Ce faisant, le PS ne se contente pas seulement de mettre ses pas dans ceux du président de la République, qui refuse toute consultation populaire sur ce traité faussement présenté comme simplifié. Il adresse un camouflet aux 29 millions d’électeurs du 29 mai 2005. Qu’ils aient voté « non » ou « oui », ces derniers s’étaient mobilisés comme rarement pour un référendum. Parce qu’ils estimaient que l’enjeu européen était suffisamment important pour se rendre aux urnes. Aujourd’hui, ces mêmes électeurs seraient inaptes à juger du nouveau traité qu’on leur présente parce qu’ils ont mal voté. Triste conception de la démocratie ! Et quel mépris du peuple !
J’ai bien entendu François Hollande, lors du point de presse qui a suivi le BN, déclarer que son parti aurait souhaité un référendum mais qu’il ne voit pas de moyen de l’obtenir. Bel exercice d’hypocrite qui vise avant tout à renier une promesse électorale [1] tout en ayant l’air de la maintenir. Et en espérant que l’on ne s’en apercevra pas. Eh bien non ! Les parlementaires de gauche, dont le plus grand nombre sont socialistes, peuvent imposer à Nicolas Sarkozy le recours au référendum. Le moyen ? Voter contre la révision de la Constitution française, préalable obligé avant toute ratification du traité de Lisbonne. Pour être adoptée en Congrès (réunion à Versailles de l’Assemblée nationale et du Sénat) cette révision doit obtenir 3/5 des suffrages exprimés (chaque voix compte et les abstentions équivalent à un "pour"). Si tous les députés censés défendre le principe du référendum votent contre, le recours au référendum est inévitable [2].

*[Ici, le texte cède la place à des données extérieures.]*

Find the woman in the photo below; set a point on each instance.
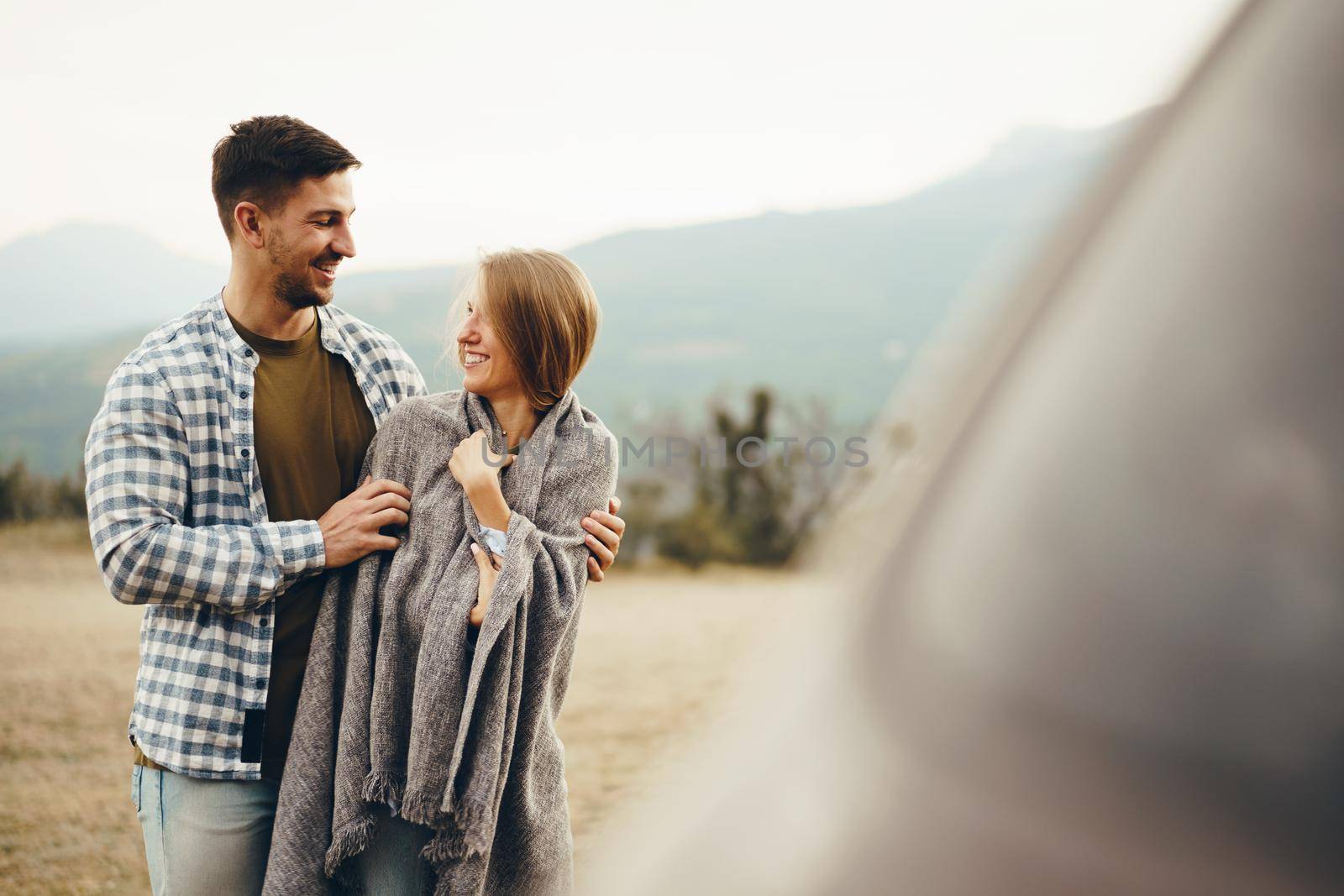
(425, 752)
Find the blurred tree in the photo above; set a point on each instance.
(749, 503)
(26, 496)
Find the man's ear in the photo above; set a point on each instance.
(248, 221)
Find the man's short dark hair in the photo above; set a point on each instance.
(265, 159)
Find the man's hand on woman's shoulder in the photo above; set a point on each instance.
(605, 531)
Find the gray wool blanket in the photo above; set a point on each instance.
(396, 707)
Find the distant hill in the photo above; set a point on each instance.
(828, 304)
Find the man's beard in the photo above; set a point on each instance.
(289, 288)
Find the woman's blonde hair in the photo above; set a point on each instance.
(544, 313)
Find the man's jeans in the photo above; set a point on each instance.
(213, 837)
(203, 836)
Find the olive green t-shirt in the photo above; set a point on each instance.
(311, 427)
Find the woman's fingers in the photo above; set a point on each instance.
(609, 537)
(604, 553)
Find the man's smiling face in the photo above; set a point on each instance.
(309, 237)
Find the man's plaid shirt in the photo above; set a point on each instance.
(178, 520)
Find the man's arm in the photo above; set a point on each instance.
(136, 464)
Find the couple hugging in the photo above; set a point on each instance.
(362, 598)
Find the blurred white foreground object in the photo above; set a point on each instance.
(1102, 647)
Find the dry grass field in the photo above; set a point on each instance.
(658, 652)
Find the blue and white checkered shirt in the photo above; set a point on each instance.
(178, 520)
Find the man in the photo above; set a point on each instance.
(222, 485)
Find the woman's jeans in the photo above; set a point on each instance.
(391, 864)
(206, 836)
(203, 836)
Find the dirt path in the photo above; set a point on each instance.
(655, 656)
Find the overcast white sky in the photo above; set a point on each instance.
(546, 123)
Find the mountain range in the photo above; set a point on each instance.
(820, 307)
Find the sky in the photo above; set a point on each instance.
(484, 125)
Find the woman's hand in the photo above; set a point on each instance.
(486, 566)
(477, 469)
(475, 465)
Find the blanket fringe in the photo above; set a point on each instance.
(385, 788)
(349, 841)
(467, 832)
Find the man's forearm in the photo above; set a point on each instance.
(232, 567)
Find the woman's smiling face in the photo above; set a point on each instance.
(487, 367)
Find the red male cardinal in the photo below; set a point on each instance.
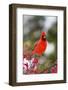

Ceux qui, comme Jean-Marc Ayrault, refusent de mener cette bataille parlementaire au prétexte que son issue serait incertaine, oublient que les seuls combats perdus d’avance sont ceux qu’on n’engage pas. A moins qu’ils ne veulent pas risquer de décrocher un référendum dont ils se défient. Car les mêmes n’hésitent pas à présenter des amendements, faire des propositions de loi ou déposer des motions de censure dans des assemblées où ils sont pourtant minoritaires. Ils devraient juger ces exercices inutiles. Pourtant, ils persistent. Pourquoi ? Pour défendre ici une idée, là un principe. Se compter ou prendre date. S’ils refusent de le faire pour que le peuple puisse exprimer sa volonté, c’est donc qu’ils ne veulent pas que le peuple ait son mot à dire.
[1] Le projet du PS, dont se réclamaient tous les candidats de ce parti aux dernières législatives, refusait toute ratification du « traité constitutionnel européen tel qu’il a été rejeté le 29 mai, même s’il est accompagné d’un nouveau préambule ». Il proposait en revanche « l’élaboration d’un Traité strictement institutionnel » qui, « une fois renégocié », serait « soumis au peuple par référendum ». Un engagement repris dans le Pacte présidentiel de Ségolène Royal, dont il constituait la 91e proposition. La candidate avait d’ailleurs déclaré à Luxembourg, le 17 janvier 2007 : « Je souhaite que le peuple français soit à nouveau saisi par référendum en 2009.
[2] Pour plus d’explications voir la note qu’y consacre sur son blog Jean-Luc Mélenchon.